THE threat of a Wimbledon boycott by several of the game's leading clay-court players seemed to have receded last night after The All England Club's compromise decision to place 32 seeds instead of 16, while still re-arranging the order according to past grass-court form.
"We've been speaking to a lot of our players and although many of them want to see how the new system will work out before coming to any conclusion, in general they think it is a positive step," said Larry Scott, chief operating officer of the ATP.
Even so, Alex Corretja and Juan Carlos Ferrero, two of the most vociferous critics of Wimbledon's tradition in giving seeding priority to players with the most impressive grass-court records, are still refusing to commit themselves to The Championships.
The two Spaniards, fifth and ninth respectively in the entry system ranking which they have insisted should be respected, both say they will wait to see what seedings they are given before making any decision.
"I'd like to play Wimbledon but I first want to see where I'm going to be seeded," Corretja said. He could probably tolerate being listed below last year's runner-up, Pat Rafter, and Britain's Tim Henman, whose grass-court form has been so superior, but not much lower.
Corretja reiterated that his argument is not solely with Wimbledon but with the ATP for changing the ranking system in such a way that clay-courters are penalised if they do not play at Wimbledon.
Ferrero's coach, Antonio Martinez, said his player was afraid that he would be penalised for having no previous grass-court form.
Fellow Spaniard Carlos Moya, still unhappy that the order can be changed, said: "I'll always play Wimbledon because I want to improve," but welcomed 32 seeds, as did Britain's Greg Rusedski.
Wimbledon's decision to seed 32 in both the men's and women's singles on a surface-based system was announced in Paris and the three other Slams will follow suit. Indeed, while some might baulk at the prospect of 32 seeds, limiting the likelihood of early shocks, the fact that the French will also seed next year according to the surface is a long overdue bonus.
At Wimbledon, where a seeding committee will still decide the women's list for this year, the top 32 players in the men's entry rankings will all be guaranteed a seeding but it will be re-arranged using a system originally suggested by the ATP to reflect grass-court achievements.

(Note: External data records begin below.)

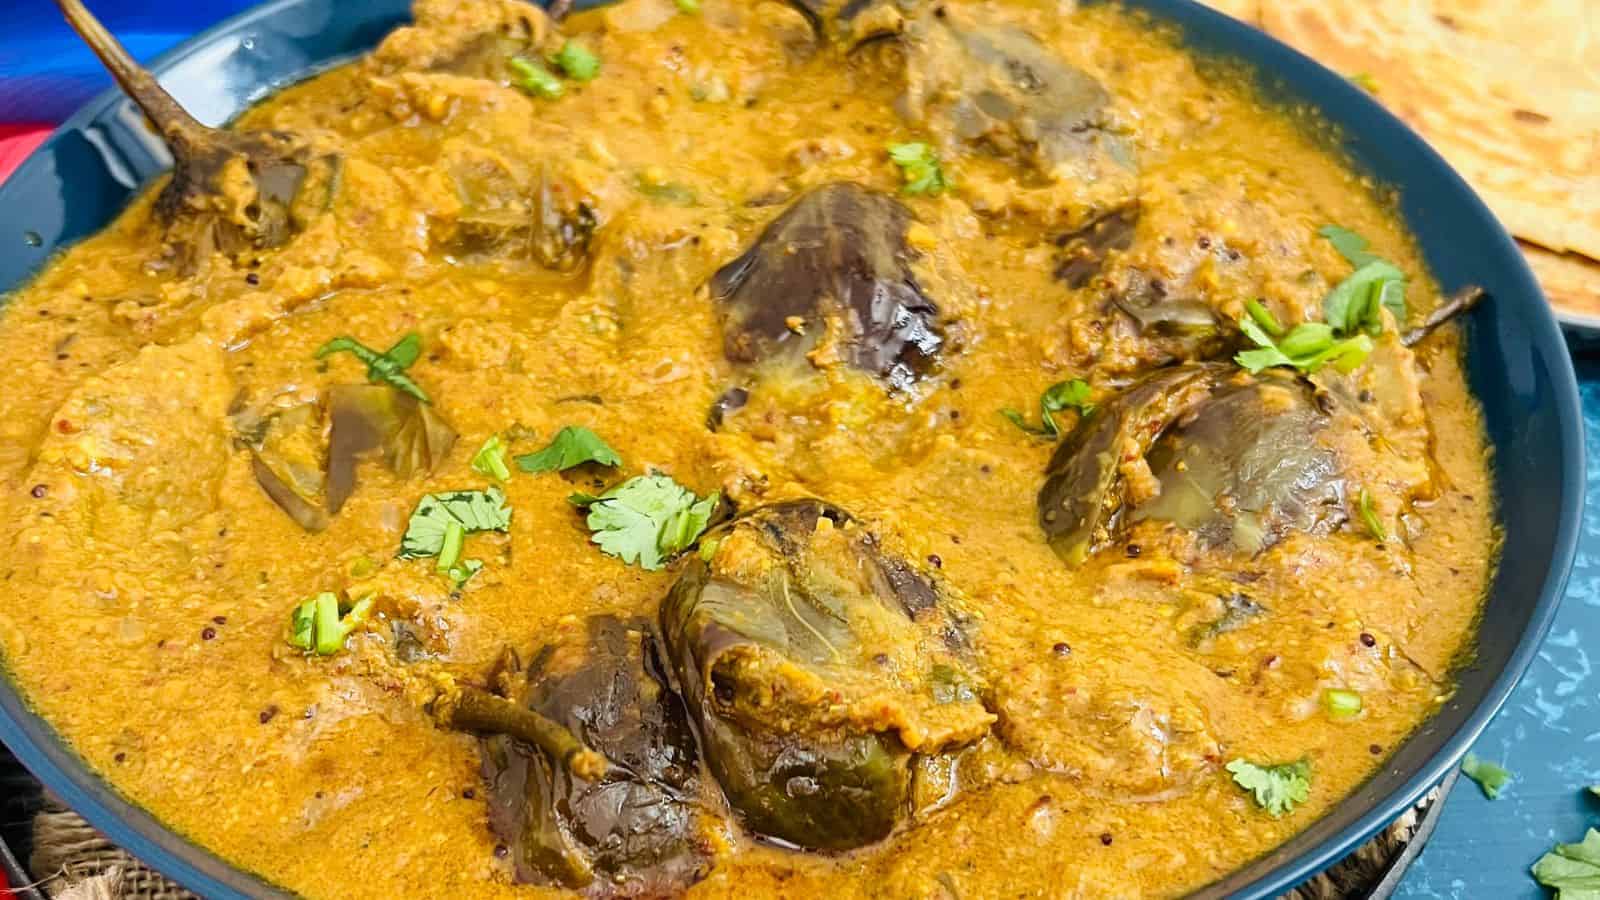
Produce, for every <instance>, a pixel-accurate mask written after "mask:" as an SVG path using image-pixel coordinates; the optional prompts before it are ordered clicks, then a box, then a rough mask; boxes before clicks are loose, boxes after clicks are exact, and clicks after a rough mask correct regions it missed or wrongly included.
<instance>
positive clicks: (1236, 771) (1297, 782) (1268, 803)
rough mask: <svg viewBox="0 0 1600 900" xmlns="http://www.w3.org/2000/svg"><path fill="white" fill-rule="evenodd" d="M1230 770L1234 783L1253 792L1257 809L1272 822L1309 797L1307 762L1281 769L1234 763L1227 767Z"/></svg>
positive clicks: (1248, 764) (1307, 762)
mask: <svg viewBox="0 0 1600 900" xmlns="http://www.w3.org/2000/svg"><path fill="white" fill-rule="evenodd" d="M1227 770H1229V773H1232V775H1234V783H1235V785H1238V786H1240V788H1243V790H1246V791H1250V793H1251V794H1253V796H1254V798H1256V806H1259V807H1261V809H1264V810H1267V814H1269V815H1272V818H1278V817H1280V815H1283V814H1286V812H1291V810H1293V809H1294V807H1296V806H1299V804H1302V802H1306V798H1309V796H1310V762H1309V761H1306V759H1301V761H1298V762H1283V764H1278V765H1256V764H1254V762H1250V761H1245V759H1235V761H1232V762H1229V764H1227Z"/></svg>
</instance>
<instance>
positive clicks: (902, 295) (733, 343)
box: [710, 183, 944, 388]
mask: <svg viewBox="0 0 1600 900" xmlns="http://www.w3.org/2000/svg"><path fill="white" fill-rule="evenodd" d="M912 221H914V219H912V215H910V210H907V208H906V207H902V205H901V203H899V202H898V200H894V199H893V197H886V195H883V194H875V192H872V191H867V189H866V187H861V186H859V184H850V183H837V184H824V186H822V187H818V189H814V191H811V192H808V194H805V195H802V197H800V199H798V200H795V202H794V205H790V207H789V210H786V211H784V213H782V215H781V216H778V219H776V221H773V223H771V224H770V226H766V231H763V232H762V235H760V237H758V239H757V240H755V243H754V245H750V248H749V250H746V251H744V255H741V256H739V258H738V259H734V261H733V263H728V264H726V266H723V267H722V269H720V271H718V272H717V274H715V275H712V280H710V293H712V296H714V298H715V299H717V303H718V309H720V314H722V328H723V354H725V356H726V357H728V359H730V360H734V362H757V360H763V359H770V357H776V356H779V354H792V356H797V357H798V356H802V354H806V352H810V351H811V349H814V348H816V346H818V344H821V343H822V341H824V333H827V331H829V330H830V328H832V323H835V322H837V323H838V328H842V330H843V333H842V335H832V338H834V340H837V341H840V344H842V352H840V356H842V359H845V360H846V362H848V364H850V365H853V367H856V368H859V370H862V372H866V373H870V375H875V376H878V378H882V380H883V381H886V383H888V384H890V386H893V388H907V386H910V384H912V383H914V381H915V380H917V378H920V376H922V375H925V373H926V372H928V370H930V368H931V365H933V362H934V357H936V354H938V352H939V348H941V344H942V343H944V336H942V333H941V330H939V323H938V315H939V311H938V307H936V306H934V303H933V299H930V298H928V296H926V295H925V293H923V288H922V285H918V283H917V275H915V274H914V272H912V269H910V263H912V261H914V259H915V258H917V253H915V251H914V250H912V248H910V247H909V245H907V242H906V231H907V227H909V226H910V224H912Z"/></svg>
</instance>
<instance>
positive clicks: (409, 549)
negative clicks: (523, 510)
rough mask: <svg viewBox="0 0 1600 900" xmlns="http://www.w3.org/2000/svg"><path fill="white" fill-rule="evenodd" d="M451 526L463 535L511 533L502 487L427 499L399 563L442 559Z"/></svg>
mask: <svg viewBox="0 0 1600 900" xmlns="http://www.w3.org/2000/svg"><path fill="white" fill-rule="evenodd" d="M451 524H454V525H458V527H459V528H461V533H462V535H470V533H475V532H506V530H509V528H510V508H509V506H506V493H504V492H502V490H501V488H499V487H490V488H488V490H451V492H445V493H429V495H424V496H422V500H421V501H418V504H416V511H414V512H411V520H410V522H408V524H406V528H405V536H403V538H400V552H398V556H400V559H426V557H430V556H440V554H442V552H443V549H445V540H446V533H448V532H450V525H451Z"/></svg>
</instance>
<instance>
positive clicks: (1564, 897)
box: [1533, 828, 1600, 900]
mask: <svg viewBox="0 0 1600 900" xmlns="http://www.w3.org/2000/svg"><path fill="white" fill-rule="evenodd" d="M1533 878H1534V879H1538V882H1539V884H1542V886H1546V887H1554V889H1555V900H1595V898H1597V897H1600V831H1595V830H1594V828H1590V830H1589V831H1587V833H1586V834H1584V839H1582V842H1579V844H1557V846H1555V847H1552V849H1550V852H1547V854H1544V855H1542V857H1539V862H1536V863H1533Z"/></svg>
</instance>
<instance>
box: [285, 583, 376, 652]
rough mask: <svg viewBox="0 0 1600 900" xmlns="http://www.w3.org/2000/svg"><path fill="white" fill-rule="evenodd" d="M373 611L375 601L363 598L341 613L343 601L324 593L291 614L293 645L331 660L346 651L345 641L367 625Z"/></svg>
mask: <svg viewBox="0 0 1600 900" xmlns="http://www.w3.org/2000/svg"><path fill="white" fill-rule="evenodd" d="M371 609H373V599H371V597H362V599H360V601H355V604H352V605H349V607H346V609H342V610H341V604H339V597H338V596H334V594H331V593H326V591H323V593H322V594H317V596H315V597H312V599H309V601H306V602H302V604H299V605H298V607H294V612H291V613H290V644H291V645H294V647H299V649H301V650H306V652H315V653H317V655H318V657H331V655H334V653H338V652H339V650H342V649H344V639H346V637H349V636H350V633H352V631H355V629H357V628H358V626H360V625H362V623H363V621H366V613H368V612H371Z"/></svg>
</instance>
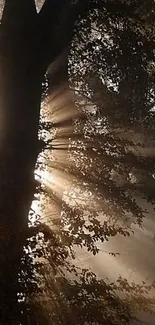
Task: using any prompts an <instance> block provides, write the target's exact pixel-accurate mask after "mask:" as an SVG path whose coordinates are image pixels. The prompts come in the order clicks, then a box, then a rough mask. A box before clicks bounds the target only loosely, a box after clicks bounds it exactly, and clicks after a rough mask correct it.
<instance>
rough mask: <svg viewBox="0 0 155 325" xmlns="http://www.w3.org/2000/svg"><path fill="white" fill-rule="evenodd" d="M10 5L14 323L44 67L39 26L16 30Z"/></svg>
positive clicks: (7, 264) (2, 204)
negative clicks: (37, 38)
mask: <svg viewBox="0 0 155 325" xmlns="http://www.w3.org/2000/svg"><path fill="white" fill-rule="evenodd" d="M8 2H9V0H8ZM15 2H17V1H14V3H15ZM25 2H26V1H25ZM10 3H11V2H10ZM6 9H7V8H5V10H4V14H5V15H4V20H2V28H1V31H0V45H1V47H0V116H1V125H0V288H1V290H0V306H1V307H0V320H1V321H2V323H3V324H13V323H14V321H15V318H14V317H15V316H16V315H17V314H18V316H19V313H20V310H18V311H17V309H18V308H19V307H18V297H17V293H18V288H19V285H18V272H19V269H20V263H21V256H22V250H23V246H24V245H25V242H26V229H27V227H28V213H29V210H30V207H31V203H32V199H33V195H34V192H35V182H34V169H35V164H36V160H37V156H38V153H39V142H38V135H37V133H38V125H39V115H40V101H41V84H42V78H43V69H42V68H41V67H40V66H39V64H38V61H36V52H35V51H34V52H33V41H34V29H32V31H31V34H32V37H30V29H29V28H27V29H22V28H21V30H20V28H19V31H18V33H16V29H15V28H14V29H13V34H12V35H11V27H12V20H10V24H9V22H7V14H6V11H7V10H6ZM19 26H20V24H19ZM28 42H29V43H28ZM24 234H25V235H24ZM13 314H14V315H13ZM15 324H16V321H15Z"/></svg>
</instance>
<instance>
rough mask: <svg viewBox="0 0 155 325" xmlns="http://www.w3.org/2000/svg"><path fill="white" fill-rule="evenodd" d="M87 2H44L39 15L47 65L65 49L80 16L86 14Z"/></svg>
mask: <svg viewBox="0 0 155 325" xmlns="http://www.w3.org/2000/svg"><path fill="white" fill-rule="evenodd" d="M87 4H88V0H85V1H84V0H83V1H82V0H77V1H74V2H73V1H72V0H54V1H52V0H46V1H45V4H44V5H43V7H42V9H41V11H40V13H39V20H40V36H41V43H43V44H44V46H43V47H44V48H43V51H44V54H46V58H45V59H46V63H47V65H48V64H50V63H51V61H53V60H54V59H55V58H56V57H57V56H58V55H60V54H61V52H62V51H63V50H64V49H66V48H67V47H68V46H69V44H70V42H71V39H72V37H73V33H74V26H75V23H76V21H77V19H78V18H79V16H80V15H85V14H86V12H87V8H88V6H87Z"/></svg>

So although Pete Sampras, who has won the title a record seven times in the last eight years, is fourth in the year-round list, at Wimbledon he will again be No 1.
Tim Phillips, chairman of The All England Club, said the Slams "all feel this is a sensible solution". He again pointed out the absurdity of Wimbledon sticking to the ranking list. In 1996 that would have made Thomas Muster eligible to be top seed even though he had never won a match in four attempts.
"Last year Pat Rafter (who beat Andre Agassi before losing to Sampras in the final) was ranked 23 and had we not seeded him could have played either Agassi or Sampras in the first round."
He said Wimbledon seeding was all about getting the balance right between the needs of the players and the fans. "The two extreme surfaces in the game are clay and grass. While Wimbledon had the best seeding success record (in terms of the top four reaching the semi-finals) in the last 10 years, the French, without that protection, had the worst."
Phillips, whose next battle will be establishing a third week between the French Open and Wimbledon, said he could understand the feelings of a clay-court player who in the past had been dropped out of the list in favour of a lower ranked player with a better grass-court record.
"There's a strong body of opinion that you must respect the entry system list and some players feel passionately that they've earned the right to be seeded according to that list through their performances during the year. But no serious contenders are going to be left out if you seed 32."
Embarrassed French government officials retracted a statement by the Minister for Sport, Marie-George Buffet, that one player at the French Open, which ended on Sunday, had tested positive for drugs. "She was referring to a case in a previous year," said a spokesman.